Его отвращение к балету и опере оставалось таким сильным, что работа над ними сопровождалась мучениями, достойными куда более серьезной и высокой цели. Если ему еще раз придется напрягать все свои силы — а работа требовала напряжения сил, — хотелось бы, чтобы результатом стало то самое единственное произведение, полностью завладевшее его воображением и мыслями: заключительная, обобщающая мелодия. Время от времени он доставал на свет свои симфонические наброски, начатые в тесной раскачивающейся каюте парохода, и каждый раз разочарованно их откладывал. Нет, это была не Шестая симфония. Она еще не созрела, еще не сложилась. Он ждал ее как чуда. Он снова брался за работу по заказу, за легкое дело, дающееся ему с таким трудом.
Разумеется, ему по-прежнему удавались прелестные мотивы, как он сам вынужден был признать. Разве «Вальс цветов» из сюиты «Щелкунчик» не очаровательная находка, не чудный музыкальный подарок?
Петр Ильич сыграл «Вальс цветов» толстяку Ларошу, навещавшему его в Майданове.
— Это просто восхитительно, — сказал Ларош, который в силу своей флегматичности обычно не был способен на бурную похвалу. — Надо же, старина Петр, какие обворожительные вещи возникают в твоей седой голове!
Старина Петр тихо рассмеялся.
— Да, удивительно, — сказал он наконец. — И мне не чужда приятная музыка. Такая вот мелодия ласкает слух, правда? Знаю, знаю, она прелестно звучит и легко запоминается, ее будут напевать по дороге из театра домой. Именно поэтому некоторые строгие господа опять презрительно поморщатся, когда ее услышат, — и в России, и в Германии.

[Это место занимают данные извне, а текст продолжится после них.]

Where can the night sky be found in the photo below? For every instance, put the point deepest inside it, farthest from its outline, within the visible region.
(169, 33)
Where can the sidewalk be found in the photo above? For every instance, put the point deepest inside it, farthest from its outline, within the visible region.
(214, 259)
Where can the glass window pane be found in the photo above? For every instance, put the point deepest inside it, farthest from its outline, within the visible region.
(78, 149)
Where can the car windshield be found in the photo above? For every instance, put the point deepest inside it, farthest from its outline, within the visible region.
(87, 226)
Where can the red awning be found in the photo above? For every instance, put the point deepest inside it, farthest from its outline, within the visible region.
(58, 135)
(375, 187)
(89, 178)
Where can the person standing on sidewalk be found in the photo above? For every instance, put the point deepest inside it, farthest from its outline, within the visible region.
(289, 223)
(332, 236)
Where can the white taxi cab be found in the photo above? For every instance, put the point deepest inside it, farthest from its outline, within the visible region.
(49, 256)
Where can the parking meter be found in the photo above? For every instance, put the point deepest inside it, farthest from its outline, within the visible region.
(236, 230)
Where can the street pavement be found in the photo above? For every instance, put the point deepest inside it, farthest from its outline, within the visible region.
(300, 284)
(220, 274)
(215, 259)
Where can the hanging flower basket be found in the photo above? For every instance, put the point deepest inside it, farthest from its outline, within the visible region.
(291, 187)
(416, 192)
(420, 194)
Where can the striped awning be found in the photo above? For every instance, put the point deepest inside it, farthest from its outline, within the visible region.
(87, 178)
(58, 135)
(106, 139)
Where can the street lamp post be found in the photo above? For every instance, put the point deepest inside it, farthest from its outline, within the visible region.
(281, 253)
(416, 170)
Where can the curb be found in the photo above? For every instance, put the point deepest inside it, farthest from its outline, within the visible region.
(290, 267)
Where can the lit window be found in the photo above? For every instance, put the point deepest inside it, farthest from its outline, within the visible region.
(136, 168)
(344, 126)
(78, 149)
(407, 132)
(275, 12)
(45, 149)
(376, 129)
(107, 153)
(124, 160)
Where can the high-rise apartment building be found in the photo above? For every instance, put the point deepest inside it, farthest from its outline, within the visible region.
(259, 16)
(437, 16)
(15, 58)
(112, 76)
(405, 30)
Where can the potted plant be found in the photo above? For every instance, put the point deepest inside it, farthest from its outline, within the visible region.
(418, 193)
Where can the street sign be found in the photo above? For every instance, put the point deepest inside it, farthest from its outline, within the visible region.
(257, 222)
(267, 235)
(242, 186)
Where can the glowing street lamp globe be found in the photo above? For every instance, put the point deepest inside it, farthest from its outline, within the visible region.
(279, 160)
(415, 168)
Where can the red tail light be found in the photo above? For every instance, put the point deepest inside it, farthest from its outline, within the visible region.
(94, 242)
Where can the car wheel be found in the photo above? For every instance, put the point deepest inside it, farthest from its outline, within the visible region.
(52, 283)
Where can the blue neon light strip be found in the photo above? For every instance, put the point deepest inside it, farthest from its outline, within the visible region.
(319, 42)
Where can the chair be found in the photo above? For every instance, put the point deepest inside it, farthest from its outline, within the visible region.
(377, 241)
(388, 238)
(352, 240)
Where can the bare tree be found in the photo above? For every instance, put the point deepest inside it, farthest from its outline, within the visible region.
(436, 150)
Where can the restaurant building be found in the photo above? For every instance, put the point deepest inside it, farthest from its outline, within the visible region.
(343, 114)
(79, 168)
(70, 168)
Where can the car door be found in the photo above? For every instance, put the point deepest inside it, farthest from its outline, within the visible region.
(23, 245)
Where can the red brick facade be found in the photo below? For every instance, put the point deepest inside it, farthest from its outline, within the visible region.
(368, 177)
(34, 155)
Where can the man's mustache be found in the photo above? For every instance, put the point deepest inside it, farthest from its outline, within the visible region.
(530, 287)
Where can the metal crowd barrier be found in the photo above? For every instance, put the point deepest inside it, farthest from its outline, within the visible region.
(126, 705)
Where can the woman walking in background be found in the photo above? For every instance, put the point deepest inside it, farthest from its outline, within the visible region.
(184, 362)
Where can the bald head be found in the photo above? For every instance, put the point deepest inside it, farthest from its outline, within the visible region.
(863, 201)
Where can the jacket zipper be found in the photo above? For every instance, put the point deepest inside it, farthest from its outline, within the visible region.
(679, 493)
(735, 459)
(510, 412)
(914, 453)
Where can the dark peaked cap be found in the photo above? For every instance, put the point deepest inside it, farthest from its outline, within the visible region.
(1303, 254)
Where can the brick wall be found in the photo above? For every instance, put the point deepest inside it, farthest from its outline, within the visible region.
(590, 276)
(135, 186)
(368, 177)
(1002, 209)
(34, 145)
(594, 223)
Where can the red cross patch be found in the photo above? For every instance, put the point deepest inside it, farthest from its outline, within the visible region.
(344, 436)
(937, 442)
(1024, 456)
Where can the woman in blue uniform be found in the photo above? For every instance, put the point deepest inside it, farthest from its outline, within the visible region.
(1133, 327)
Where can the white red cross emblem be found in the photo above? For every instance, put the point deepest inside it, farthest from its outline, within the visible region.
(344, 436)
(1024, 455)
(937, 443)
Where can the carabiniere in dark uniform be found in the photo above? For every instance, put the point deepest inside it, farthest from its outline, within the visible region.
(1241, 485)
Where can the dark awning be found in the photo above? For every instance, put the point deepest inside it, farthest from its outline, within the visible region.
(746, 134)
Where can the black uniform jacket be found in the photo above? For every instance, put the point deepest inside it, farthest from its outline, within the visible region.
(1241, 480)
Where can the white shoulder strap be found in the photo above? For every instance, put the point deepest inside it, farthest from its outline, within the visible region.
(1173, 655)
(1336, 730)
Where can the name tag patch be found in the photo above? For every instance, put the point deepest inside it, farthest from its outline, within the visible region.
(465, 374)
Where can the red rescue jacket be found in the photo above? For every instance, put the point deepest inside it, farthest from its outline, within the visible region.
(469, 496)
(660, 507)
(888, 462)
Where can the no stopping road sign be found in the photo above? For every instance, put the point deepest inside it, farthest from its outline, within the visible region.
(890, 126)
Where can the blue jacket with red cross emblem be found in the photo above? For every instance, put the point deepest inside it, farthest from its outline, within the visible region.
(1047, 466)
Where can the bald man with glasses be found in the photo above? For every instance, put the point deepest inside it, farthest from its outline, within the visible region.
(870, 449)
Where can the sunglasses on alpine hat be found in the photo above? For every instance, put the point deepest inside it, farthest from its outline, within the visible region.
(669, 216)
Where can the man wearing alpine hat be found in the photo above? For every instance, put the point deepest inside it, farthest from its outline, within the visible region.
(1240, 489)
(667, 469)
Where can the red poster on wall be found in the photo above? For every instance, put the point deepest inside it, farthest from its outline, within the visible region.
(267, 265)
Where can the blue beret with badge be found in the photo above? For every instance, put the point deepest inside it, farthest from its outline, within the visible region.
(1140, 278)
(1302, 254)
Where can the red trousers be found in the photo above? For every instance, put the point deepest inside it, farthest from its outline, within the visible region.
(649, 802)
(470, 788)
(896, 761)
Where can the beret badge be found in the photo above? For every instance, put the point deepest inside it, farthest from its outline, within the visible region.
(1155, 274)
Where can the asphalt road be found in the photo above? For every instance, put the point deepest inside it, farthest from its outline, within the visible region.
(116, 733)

— Тебе должны быть безразличны строгие господа и в России, и тем более в Германии, — ответил толстяк Ларош. — Ты один ценнее всего общества, вместе взятого, потому что ты еще способен творить. Поверь мне, я в самом начале не зря делал на тебя ставку, у меня уже тогда было отменное чутье.
Ларош лишь в редких случаях произносил столь длинную речь.
— Цезарь Кюи будет пожимать плечами, и маэстро Брамс будет пожимать плечами, — сдержанно заметил Чайковский. — Оба скажут, что это парижские штучки и легкомысленная чушь. Что ж, может быть, я в душе немного парижанин. Неужели это грех? Разве это грех — время от времени доставлять людям приятное вот таким «Вальсом цветов», который они по дороге домой могут насвистывать себе под нос?
— Это совсем не грех, а даже напротив — большая заслуга, — с достоинством произнес толстяк Ларош.
— Не зря же сам Иоганн Штраус, король вальса, первым обратил на меня внимание, — продолжал Петр Ильич, и лицо его радостно преобразилось при воспоминании о венском короле вальса. — Это уже само по себе кое-что значит, — с улыбкой добавил он после короткого размышления.
Несколько минут старые друзья сидели молча.
— Но, разумеется, мне сейчас не до шуточек, — сказал Петр Ильич, как бы подводя итог своим мыслям. — Поверь мне, у меня совсем другое на душе.